Immune protein CX3CL1 may be biomarker of active MPA, GPA
High blood levels found to discriminate those with, without active disease
High blood levels of the protein CX3CL1, a pro-inflammatory immune signal that appears to be associated with blood vessel inflammation, can accurately discriminate microscopic polyangiitis (MPA) and granulomatosis with polyangiitis (GPA) patients with active disease from those without, a study found.
Importantly, high CX3CL1 levels were found to increase the likelihood of having active disease by more than 27 times among patients with either MPA or GPA — the two most common types of ANCA-associated vasculitis (AAV).
While it remains unknown how exactly CX3CL1 is linked to these AAV types, and whether its levels change upon treatment, the findings suggest that the immune protein could be used as a blood biomarker of active MPA and GPA, according to researchers.
The study, “Chemokine expression in sera of patients with microscopic polyangiitis and granulomatosis with polyangiitis,” was published in Scientific Reports.
Scientists look for link between immune protein levels and disease activity
AAV occurs when self-reactive antibodies glom onto neutrophils, a type of immune cells, and prime them to launch an inflammatory attack that damages vulnerable small blood vessels in the body, causing symptoms affecting the kidneys and other organs.
Chemokines are small molecules that call neutrophils and other immune cells to sites of infection to help clear harmful microbes and restore order. There now is growing evidence that chemokines may contribute to lasting inflammation in autoimmune diseases like AAV.
Now, researchers in South Korea drew on data from the Severance Hospital ANCA-associated Vasculitides (SHAVE) study to watch for a link between certain chemokines in the blood and disease activity in MPA and GPA patients.
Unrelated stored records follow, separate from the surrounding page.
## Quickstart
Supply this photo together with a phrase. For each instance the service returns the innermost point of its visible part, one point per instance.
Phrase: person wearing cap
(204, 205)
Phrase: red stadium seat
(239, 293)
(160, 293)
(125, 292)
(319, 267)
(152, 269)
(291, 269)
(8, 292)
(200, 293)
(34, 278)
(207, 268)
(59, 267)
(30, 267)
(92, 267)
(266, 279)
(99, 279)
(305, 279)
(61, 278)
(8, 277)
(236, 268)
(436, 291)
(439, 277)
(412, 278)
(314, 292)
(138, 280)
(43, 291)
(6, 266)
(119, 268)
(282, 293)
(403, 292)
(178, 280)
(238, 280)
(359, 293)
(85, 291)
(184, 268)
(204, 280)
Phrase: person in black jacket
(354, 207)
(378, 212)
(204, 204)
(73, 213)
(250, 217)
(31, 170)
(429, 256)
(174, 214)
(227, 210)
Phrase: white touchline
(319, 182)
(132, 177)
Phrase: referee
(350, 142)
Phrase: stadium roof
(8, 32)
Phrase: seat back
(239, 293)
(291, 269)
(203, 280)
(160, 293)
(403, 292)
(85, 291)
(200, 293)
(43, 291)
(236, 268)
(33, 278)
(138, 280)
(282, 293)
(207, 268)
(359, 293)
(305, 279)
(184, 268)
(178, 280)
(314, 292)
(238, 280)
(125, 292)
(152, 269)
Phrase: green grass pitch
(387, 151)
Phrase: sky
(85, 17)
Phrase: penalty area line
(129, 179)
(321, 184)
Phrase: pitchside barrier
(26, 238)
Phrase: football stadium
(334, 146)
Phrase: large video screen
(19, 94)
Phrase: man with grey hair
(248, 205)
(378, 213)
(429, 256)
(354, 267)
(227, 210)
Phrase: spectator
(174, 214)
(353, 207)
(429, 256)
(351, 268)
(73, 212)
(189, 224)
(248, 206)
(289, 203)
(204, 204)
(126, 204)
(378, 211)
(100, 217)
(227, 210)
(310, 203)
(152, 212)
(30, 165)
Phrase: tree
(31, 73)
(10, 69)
The study included 47 adults with MPA and 33 adults with GPA. The MPA patients were significantly older (median of 69 vs. 65 years), and were more likely to have had the disease for less than three months (87.2% vs. 51.5%).
Those in the MPA group were significantly more likely to have kidney involvement (85.1% vs. 33.3%), but ear, nose, and throat involvement was more frequent among GPA patients (51.5% vs. 21.3%).
People with MPA also had significantly more active disease, as indicated by higher scores in the Birmingham Vasculitis Activity Score, or BVAS (median of 16 vs. 6 points). The maximum possible score is 63 points, and the researchers considered that a score of at least 12 points represents active disease.
This group of patients also had significantly more severe disease, reflected by a higher median five-factor score, or FFS (2 vs. 1). FFS is a measure of the likely course of the disease, with scores ranging from 0 to 2 and higher scores indicating worse disease and an increased risk of death.
In addition, when compared with the 32 patients with inactive disease, the 48 patients with active disease were on average older (69 vs. 61 years) and more likely to have a short disease duration (91.7% vs. 43.8%) and kidney involvement (91.7% vs. 21.9%).
Higher CX3CL1 levels seen to increase risk of active MPA/GPA by 27.4 times
The results showed that, among a total of six chemokines measured in the blood, the levels of CX3CL1 were on average significantly higher in patients with active disease (2,970.4 vs. 1,722.7 picograms/mL).
CX3CL1 is present at the surface of cells lining blood vessels, where it mediates neutrophil binding, and it has been linked to the infiltration of immune cells into kidneys damaged due to AAV.
Blood CX3CL1 levels were significantly higher in MPA patients relative to GPA patients (2780.3 vs. 1770.7 picograms/mL), patients with disease duration less than three months versus three months or longer (2726.5 vs. 1863.5 picograms/mL), and patients with kidney involvement.
CX3CL1 correlated with disease activity and was independently associated with active disease in patients with MPA/GPA. … [These findings] suggest that evaluating CX3CL1 levels could have clinical implications for predicting disease severity.
Further statistical analyses showed that higher blood CX3CL1 levels were significantly associated with higher BVAS and higher FFS, indicating more active and severe disease.
A cut-off CX3CL1 level of 2408.92 picograms/mL was able to discriminate patients with active MPA/GPA from those without active disease with an accuracy of about 80%. CX3CL1 levels greater than the cut-off increased the risk for active MPA/GPA by 27.4 times.
“CX3CL1 correlated with disease activity and was independently associated with active disease in patients with MPA/GPA,” the researchers wrote, adding that their findings “suggest that evaluating CX3CL1 levels could have clinical implications for predicting disease severity.”
This held true “even when laboratory tests that are generally performed during routine patient care were taken into account,” the team wrote, “indicating that CX3CL1 could serve as a potential biological marker for the evaluation of disease activity in MPA/GPA.”
Still, the analyses conducted in this study were “unable to address whether assessing CX3CL1 could be useful in monitoring treatment response and predicting disease-related outcomes,” the researchers wrote. Further research is needed to “explore these aspects.”